Seit Monaten kommen tausende von Flüchtlingen nach Europa. Mit ihnen erhält in der Schweiz eine alte Diskussion neue Aktualität: Die Frage, ob das Kirchenasyl einen Menschenrechtsschutz oder einen Rechtsbruch darstellt. Sie entzündete sich an der missglückten Kirchenasyl-Aktion in der reformierten Basler Matthäuskirche im März. Und auch der Umzug einer Gruppe Asylsuchender aus der reformierten in die katholische Kirche in Lausanne und jetzt der Schutz für eine tschetschenische Familie im reformierten Pfarrhaus im zürcherischen Kilchberg geben zu reden. Das Problem: In der Schweiz hat das Kirchenasyl allenfalls symbolische Bedeutung, aber keine rechtliche Grundlage.

Anders in Deutschland. Hier arbeiten die staatlichen Behörden und die Kirchen zusammen. Rund 270 Kirchenasyle zählt das Land zurzeit. Der Kirchenasyl-Pionier Wolf-Dieter Just, Mitbegründer der Ökumenischen Bundesarbeitsgemeinschaft Asyl in der Kirche (www.kirchenasyl.de), gab in Basel auf Einladung des Europäischen BürgerInnen Forums forumcivique und des Freundeskreises Cornelius Koch vor kurzem einen Einblick in die deutsche Praxis.

Abschiebungen zu 80 Prozent verhindert
In über 80 Prozent der Fälle habe eine Abschiebung hochgefährdeter Flüchtlinge durch Kirchenasyl verhindert werden können, berichtet Just. Seit dem Beginn der Kirchenasyl-Bewegung 1983 seien so «einige tausend Flüchtlinge vor erneuter Verfolgung, Folter oder gar Tod gerettet worden».

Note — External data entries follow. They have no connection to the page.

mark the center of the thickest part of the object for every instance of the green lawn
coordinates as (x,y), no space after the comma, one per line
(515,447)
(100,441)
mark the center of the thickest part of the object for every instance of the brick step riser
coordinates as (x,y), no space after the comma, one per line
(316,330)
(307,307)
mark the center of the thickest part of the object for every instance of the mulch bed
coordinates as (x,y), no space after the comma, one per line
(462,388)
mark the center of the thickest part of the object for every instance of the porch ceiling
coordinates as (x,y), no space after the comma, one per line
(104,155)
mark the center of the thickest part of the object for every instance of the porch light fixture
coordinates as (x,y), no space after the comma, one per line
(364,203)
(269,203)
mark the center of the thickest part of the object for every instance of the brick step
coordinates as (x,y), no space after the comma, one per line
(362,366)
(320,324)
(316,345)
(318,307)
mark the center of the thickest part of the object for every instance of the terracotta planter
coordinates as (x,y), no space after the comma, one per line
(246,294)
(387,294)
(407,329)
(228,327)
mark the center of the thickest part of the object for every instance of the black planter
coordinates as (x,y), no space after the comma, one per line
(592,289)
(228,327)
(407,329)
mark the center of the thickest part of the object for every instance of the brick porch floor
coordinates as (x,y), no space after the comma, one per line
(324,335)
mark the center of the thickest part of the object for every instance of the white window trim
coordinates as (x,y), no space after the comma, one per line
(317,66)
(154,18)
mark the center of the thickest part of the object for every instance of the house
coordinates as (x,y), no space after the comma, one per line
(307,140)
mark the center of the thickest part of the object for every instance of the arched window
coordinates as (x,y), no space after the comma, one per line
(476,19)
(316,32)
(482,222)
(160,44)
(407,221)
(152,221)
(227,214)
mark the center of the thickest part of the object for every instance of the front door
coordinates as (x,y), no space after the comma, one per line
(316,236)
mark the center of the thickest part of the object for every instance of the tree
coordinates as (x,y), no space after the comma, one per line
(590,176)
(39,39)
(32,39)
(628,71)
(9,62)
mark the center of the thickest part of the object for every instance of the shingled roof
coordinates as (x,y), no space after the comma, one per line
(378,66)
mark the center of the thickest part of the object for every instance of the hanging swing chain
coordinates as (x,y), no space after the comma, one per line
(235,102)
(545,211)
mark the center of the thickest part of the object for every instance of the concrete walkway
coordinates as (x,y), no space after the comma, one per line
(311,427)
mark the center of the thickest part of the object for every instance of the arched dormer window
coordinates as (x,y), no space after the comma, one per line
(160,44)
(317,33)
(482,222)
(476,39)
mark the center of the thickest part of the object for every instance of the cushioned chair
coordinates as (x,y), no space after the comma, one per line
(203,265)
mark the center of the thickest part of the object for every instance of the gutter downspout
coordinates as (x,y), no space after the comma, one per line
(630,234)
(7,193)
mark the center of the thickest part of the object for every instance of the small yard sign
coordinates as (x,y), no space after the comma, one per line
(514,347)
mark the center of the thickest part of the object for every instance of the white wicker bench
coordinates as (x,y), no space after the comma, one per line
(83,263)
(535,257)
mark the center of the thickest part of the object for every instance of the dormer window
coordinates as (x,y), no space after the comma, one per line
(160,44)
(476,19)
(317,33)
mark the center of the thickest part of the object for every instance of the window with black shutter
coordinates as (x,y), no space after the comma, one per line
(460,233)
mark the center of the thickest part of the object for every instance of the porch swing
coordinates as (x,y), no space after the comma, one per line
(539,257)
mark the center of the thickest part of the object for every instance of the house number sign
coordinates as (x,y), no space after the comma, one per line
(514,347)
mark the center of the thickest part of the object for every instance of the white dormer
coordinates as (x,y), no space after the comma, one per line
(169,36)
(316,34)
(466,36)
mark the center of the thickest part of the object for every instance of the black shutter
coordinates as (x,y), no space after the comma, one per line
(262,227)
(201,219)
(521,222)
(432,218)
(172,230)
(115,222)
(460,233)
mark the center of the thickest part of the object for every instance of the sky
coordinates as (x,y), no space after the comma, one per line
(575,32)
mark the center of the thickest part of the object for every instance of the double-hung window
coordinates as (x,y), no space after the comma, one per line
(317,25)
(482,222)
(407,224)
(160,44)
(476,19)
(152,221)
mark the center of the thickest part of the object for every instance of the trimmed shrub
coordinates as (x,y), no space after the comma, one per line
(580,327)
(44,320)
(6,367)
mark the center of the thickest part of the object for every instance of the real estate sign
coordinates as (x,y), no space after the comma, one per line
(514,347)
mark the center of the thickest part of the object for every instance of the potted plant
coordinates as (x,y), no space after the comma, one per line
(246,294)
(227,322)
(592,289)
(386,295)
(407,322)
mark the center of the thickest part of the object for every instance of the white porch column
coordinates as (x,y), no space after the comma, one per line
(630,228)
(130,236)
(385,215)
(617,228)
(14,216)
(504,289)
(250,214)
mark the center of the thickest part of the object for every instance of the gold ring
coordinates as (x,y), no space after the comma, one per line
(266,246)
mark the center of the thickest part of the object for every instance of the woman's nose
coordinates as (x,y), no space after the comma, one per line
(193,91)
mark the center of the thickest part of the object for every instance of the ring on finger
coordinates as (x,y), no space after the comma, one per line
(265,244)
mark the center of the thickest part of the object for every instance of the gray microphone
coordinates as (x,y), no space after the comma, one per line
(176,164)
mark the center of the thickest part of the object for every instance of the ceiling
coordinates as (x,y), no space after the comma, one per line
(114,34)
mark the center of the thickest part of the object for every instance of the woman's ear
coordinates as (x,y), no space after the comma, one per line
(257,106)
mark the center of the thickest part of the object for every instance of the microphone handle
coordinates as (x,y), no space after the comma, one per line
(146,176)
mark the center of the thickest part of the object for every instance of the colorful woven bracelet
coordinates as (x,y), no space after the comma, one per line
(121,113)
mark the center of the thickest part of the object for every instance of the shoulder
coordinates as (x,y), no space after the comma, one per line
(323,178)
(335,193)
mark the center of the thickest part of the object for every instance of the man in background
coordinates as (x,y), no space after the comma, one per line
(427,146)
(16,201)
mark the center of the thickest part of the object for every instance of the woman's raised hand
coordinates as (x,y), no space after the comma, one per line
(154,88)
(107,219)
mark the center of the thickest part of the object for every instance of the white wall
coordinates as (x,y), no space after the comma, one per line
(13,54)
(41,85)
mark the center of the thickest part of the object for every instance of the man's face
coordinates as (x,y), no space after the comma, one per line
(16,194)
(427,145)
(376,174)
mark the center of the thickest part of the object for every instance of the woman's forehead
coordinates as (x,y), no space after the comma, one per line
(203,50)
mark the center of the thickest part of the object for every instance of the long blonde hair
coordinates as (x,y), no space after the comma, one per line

Einen der wichtigsten Gründe für das Gewähren von Kirchenasyl sieht der Ethiker und Sozialphilosoph Just im Gewinnen von Zeit. Kirchgemeinden hätten mehr Zeit, sich um Flüchtlinge zu kümmern, als die Behörden. So können sie Vertrauen aufbauen und wüssten besser Bescheid über die Schutzsuchenden als das Bundesamt. «Die Flüchtlinge geben den Kirchen Wichtiges preis, das sie den Behörden nicht gesagt haben.»

Das letzte Mittel
Just betont, Kirchenasyl komme als letztes Mittel zum Zug, wenn alle Möglichkeiten des Rechtsstaates erschöpft seien. Bei der erneuten Prüfung der Einzelfälle stelle sich dann oft heraus, dass es im Asylverfahren Fehler gegeben habe.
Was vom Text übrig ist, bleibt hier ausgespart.